Revolver, percussion, colt, Navy model, U.S.A., 1851.(OF). .36 calibre colt, 6 chamber, percussion revolver, No.4113.(SB).
Colt Navy percussion handguns came to Australia via both the military, as officers' handguns, and government contractors and immigrants seeking a life in the new colonies. With the Australian goldrush which began in the 1850s, Australia saw rapid immigration, and with it, many new firearms. Colt Navies were a significant innovation in handgun design because they were well crafted, reliable, portable, used a percussion firing mechanism, and a revolving cartridge which enabled six shells to be at the ready.
Gold was found by European settlers at Ophir, near Orange, New South Wales, in 1851. It had a huge social impact on the workers of New South Wales, and thousands of eager prospectors deserted regular jobs to seek their fortunes in the goldfield.
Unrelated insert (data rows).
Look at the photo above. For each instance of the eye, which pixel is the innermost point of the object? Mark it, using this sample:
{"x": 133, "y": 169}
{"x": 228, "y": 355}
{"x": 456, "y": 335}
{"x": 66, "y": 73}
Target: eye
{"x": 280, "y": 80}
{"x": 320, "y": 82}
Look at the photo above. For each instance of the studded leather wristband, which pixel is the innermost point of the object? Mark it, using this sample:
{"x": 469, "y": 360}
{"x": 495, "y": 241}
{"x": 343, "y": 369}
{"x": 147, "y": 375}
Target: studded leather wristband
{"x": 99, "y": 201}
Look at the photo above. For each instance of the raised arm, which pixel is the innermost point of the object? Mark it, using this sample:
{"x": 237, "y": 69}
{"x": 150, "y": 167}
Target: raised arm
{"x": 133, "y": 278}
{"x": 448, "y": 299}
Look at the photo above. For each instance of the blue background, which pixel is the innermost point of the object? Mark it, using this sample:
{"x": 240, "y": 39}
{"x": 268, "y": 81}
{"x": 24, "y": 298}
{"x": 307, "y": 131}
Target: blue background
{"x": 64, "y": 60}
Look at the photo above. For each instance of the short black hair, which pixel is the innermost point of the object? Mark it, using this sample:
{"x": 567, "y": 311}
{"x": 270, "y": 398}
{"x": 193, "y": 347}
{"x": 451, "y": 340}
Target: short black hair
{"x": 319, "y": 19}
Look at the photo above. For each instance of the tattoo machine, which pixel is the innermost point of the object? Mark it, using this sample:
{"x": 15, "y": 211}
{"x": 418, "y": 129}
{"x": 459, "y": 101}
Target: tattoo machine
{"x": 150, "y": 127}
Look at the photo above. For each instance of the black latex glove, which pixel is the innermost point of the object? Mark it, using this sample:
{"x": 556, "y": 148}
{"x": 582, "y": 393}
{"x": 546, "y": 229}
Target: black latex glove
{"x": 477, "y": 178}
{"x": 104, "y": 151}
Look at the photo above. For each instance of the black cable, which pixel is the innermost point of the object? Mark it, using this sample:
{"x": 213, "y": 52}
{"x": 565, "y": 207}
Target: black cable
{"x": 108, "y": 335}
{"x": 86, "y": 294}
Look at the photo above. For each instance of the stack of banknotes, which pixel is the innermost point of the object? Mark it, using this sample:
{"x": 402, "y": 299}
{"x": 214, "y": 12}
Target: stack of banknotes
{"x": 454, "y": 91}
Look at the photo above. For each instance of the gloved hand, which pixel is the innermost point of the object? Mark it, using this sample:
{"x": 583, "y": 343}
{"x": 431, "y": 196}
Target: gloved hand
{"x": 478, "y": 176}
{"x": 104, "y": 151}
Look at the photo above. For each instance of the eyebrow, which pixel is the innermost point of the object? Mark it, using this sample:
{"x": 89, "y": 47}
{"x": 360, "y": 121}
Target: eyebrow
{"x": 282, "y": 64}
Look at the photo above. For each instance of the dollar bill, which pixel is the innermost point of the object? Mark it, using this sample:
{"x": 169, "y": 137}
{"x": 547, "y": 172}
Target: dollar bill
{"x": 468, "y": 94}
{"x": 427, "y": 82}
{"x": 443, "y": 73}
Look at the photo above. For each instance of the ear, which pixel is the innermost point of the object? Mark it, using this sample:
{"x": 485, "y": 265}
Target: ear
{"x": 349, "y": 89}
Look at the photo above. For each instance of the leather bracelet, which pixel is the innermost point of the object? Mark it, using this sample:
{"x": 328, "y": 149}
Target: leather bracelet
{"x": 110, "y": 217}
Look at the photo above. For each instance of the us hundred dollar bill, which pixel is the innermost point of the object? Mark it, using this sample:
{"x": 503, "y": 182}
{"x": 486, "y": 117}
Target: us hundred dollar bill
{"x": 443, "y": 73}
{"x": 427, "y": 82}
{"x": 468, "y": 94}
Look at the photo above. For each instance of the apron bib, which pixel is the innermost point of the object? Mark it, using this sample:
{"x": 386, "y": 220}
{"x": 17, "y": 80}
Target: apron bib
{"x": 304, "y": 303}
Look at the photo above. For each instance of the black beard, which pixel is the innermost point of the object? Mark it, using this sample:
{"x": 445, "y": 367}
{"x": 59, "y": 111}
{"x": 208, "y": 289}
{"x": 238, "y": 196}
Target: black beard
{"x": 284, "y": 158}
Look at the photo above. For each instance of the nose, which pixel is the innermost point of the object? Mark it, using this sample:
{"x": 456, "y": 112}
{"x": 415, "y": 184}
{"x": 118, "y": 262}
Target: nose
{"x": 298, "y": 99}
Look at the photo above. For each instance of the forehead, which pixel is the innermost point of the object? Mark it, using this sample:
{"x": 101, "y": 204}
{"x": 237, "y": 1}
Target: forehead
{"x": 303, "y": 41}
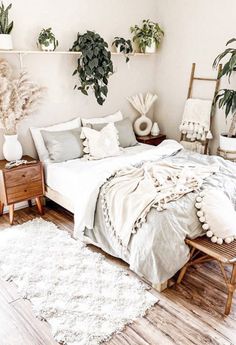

Such was the influx of men into the areas where gold had been found that the police and governing authorities were not always able to ensure order. Personal and property protection were important to those who were mining and running businesses, and weapons, particularly handguns, became much desired tools in the goldfields. Australian gunsmiths, mainly importers rather than makers of European and North American guns, made exceptional trade, as did emigrees from the Northern Hemisphere who brought guns to sell and trade.
Colt Navies were, in the mid 1860s, issued to the New South Wales Police Force, and their older firearms issued to the New South Wales prison warders.